Using stems...
Thomas Barry, December 02, 2002 - 4:15 pm UTC
Tom- thanks for the response. What would be your philosophy for providing 'stem' capable searches for web users who won't necessarily know about the different search constructs that Oracle Text offers? Here's an example of the functionality I'd like to provide without requiring the user to enter '$word':
Requirement: Allow the user to search our site for 'tablespace'. The search results should be basically the same regardless of whether the user enters 'tablespace' or 'tablespaces'
We could certainly massage the search string provided by the user to prefix search keys with '$', and maybe do nothing if Oracle Text constructs are supplied. I'd be curious to know if this is how you might handle such a requirement...
Thanks for this terrific resource!
December 02, 2002 - 4:28 pm UTC
That is how I would do it -- in fact that is exactly how i do do it.
You type in a string - i removed unwanted characters, look for " " quoted strings and preserve them, wrap each term in a {} and then put it back together.
I would anticipate you would have a checkbox
[] use plurality <or something to that effect>
and upon seeing that checked, you would put {$word} in there instead of just {word}
Indexing of new data
Martin, October 19, 2003 - 6:28 am UTC
Hi Tom,
I've learned a lot from this thread about oracle text, but i've got a small problem which is probably easy to remedy, but I can't find anything in the documentation regarding this (but it's problem just me!).

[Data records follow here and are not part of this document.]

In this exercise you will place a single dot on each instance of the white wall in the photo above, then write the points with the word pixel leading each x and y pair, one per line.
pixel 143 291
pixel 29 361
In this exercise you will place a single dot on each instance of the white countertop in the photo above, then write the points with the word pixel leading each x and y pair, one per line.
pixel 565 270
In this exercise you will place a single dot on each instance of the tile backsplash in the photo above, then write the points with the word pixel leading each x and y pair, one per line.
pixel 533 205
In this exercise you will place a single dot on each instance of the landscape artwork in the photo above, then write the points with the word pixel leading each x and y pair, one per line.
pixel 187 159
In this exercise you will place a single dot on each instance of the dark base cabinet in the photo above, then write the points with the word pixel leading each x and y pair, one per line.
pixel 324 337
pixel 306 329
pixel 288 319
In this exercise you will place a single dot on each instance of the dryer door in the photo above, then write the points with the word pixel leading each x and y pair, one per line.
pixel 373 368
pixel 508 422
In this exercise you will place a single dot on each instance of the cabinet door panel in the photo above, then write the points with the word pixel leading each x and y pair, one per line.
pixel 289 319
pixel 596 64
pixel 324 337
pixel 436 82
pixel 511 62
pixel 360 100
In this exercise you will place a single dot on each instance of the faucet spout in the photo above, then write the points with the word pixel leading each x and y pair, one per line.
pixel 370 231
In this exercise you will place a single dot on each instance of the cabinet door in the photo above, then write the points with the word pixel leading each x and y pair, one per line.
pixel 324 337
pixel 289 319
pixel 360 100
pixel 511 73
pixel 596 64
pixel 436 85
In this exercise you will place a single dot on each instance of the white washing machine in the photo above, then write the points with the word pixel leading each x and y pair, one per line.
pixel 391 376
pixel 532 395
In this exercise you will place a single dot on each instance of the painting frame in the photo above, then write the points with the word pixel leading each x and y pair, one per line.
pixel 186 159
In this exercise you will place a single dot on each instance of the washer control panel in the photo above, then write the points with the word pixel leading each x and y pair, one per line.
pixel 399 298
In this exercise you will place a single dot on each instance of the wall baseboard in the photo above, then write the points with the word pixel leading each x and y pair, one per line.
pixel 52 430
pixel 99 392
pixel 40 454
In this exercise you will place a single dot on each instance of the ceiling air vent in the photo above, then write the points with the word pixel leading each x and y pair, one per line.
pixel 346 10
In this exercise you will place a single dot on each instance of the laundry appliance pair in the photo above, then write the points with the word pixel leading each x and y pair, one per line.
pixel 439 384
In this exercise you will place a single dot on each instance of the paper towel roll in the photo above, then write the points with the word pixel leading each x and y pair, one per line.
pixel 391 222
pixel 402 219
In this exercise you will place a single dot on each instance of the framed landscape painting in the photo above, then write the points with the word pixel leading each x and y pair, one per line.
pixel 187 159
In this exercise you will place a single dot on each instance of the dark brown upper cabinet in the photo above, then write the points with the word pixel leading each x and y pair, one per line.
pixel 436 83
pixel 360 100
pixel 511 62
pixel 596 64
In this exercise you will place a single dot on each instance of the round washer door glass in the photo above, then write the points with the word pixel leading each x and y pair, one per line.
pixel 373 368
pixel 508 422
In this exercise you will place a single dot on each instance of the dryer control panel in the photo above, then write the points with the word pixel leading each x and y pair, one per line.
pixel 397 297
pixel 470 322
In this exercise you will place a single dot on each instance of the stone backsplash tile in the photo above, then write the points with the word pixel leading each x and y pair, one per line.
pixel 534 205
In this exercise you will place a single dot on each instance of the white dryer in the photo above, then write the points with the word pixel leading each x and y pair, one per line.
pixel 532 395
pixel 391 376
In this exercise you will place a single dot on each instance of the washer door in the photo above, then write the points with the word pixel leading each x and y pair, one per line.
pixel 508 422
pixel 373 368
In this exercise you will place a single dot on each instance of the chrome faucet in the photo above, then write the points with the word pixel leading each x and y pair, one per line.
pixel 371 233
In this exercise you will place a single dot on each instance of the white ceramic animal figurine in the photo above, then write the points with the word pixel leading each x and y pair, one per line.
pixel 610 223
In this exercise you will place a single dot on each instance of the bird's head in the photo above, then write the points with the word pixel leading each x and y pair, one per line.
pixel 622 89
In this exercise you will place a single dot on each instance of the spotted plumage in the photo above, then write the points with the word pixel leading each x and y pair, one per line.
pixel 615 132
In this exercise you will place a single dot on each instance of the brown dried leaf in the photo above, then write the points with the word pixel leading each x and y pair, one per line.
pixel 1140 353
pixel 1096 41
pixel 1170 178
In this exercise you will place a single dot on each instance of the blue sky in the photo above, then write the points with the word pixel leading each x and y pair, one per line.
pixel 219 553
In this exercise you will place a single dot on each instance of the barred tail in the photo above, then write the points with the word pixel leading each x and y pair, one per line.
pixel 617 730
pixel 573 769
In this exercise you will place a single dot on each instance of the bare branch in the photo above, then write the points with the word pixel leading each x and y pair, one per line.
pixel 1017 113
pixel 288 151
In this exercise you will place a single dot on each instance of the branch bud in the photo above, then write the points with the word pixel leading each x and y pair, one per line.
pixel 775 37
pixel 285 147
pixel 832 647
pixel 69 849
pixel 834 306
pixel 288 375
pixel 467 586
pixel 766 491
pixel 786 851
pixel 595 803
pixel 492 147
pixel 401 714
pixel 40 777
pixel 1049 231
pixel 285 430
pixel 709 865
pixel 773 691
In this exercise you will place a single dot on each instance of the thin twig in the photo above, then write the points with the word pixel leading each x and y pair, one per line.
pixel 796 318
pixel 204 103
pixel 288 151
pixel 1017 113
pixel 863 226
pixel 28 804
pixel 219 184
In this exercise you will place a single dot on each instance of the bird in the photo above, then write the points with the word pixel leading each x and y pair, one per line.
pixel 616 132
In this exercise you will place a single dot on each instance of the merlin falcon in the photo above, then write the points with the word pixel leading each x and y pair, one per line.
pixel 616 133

Basically, new data does not get returned from the query unless I recreate the index. Is there some mechanism I'm missing for refreshing the index before I issue the query?
This is 9.2.0.4.0.
SQL> SELECT * FROM t;
A
----------------
XYZ
W X YZ
X Y Z
SQL> create index t_ctx on t(a) indextype is ctxsys.context;
Index created.
SQL> SELECT * FROM T WHERE CONTAINS(a, 'X') > 0;
A
----------------
X Y Z
W X YZ
Ok, now insert a new row which should get returned.
SQL> INSERT INTO t VALUES ( 'V W X Y' );
1 row created.
SQL> SELECT * FROM T WHERE CONTAINS(a, 'X') > 0;
A
----------------
X Y Z
W X YZ
Recreate the index....
SQL> DROP INDEX t_ctx;
Index dropped.
SQL> create index t_ctx on t(a) indextype is ctxsys.context;
Index created.
SQL> SELECT * FROM T WHERE CONTAINS(a, 'X') > 0;
A
--------------------------------------------------------------------------------
V W X Y
X Y Z
W X YZ
As I said before, it's probably something I'm missing, but any advice would be much appreciated.
Regards
October 19, 2003 - 6:19 pm UTC
Stemming : Is it default for English
Ranjan, September 20, 2004 - 7:56 pm UTC
Hi Tom,
Regarding stemming i want to extend this discussion. When I do a theme on a piece of text it returns me "noticeableness" for "noticeble" . Is it a result of stemming ? If yes how can i remove stemming from the index ? Also when we create a context index , does the stemming parameter set to 'True' always ? Thanks a lot.
September 20, 2004 - 8:53 pm UTC
themes are not "stemmed" like that, they are themes.
stemming is a function of searching -- contains expands the stem terms out. It really isn't an "index" thing. Although, you can speed up a stem search by using the index_stems option in the BASIC_LEXER.
Splitting the Input Word and then Searching
Venkatesh Jayaraman, May 21, 2006 - 3:16 pm UTC
I am planning to use Oracle Text to improve the Search Capabilities of my program.
Suppose I have a table with a record having one of its column value as "FirstName LastName". This column is Indexed with CTXSYS.CONTEXT.
Now in my search UI, the user inputs "FirstNameLastName" without the space inbetween. Even if I use FUZZY operator supplied by Oracle Text, I am not able to get the record with the value having space inbetween the words.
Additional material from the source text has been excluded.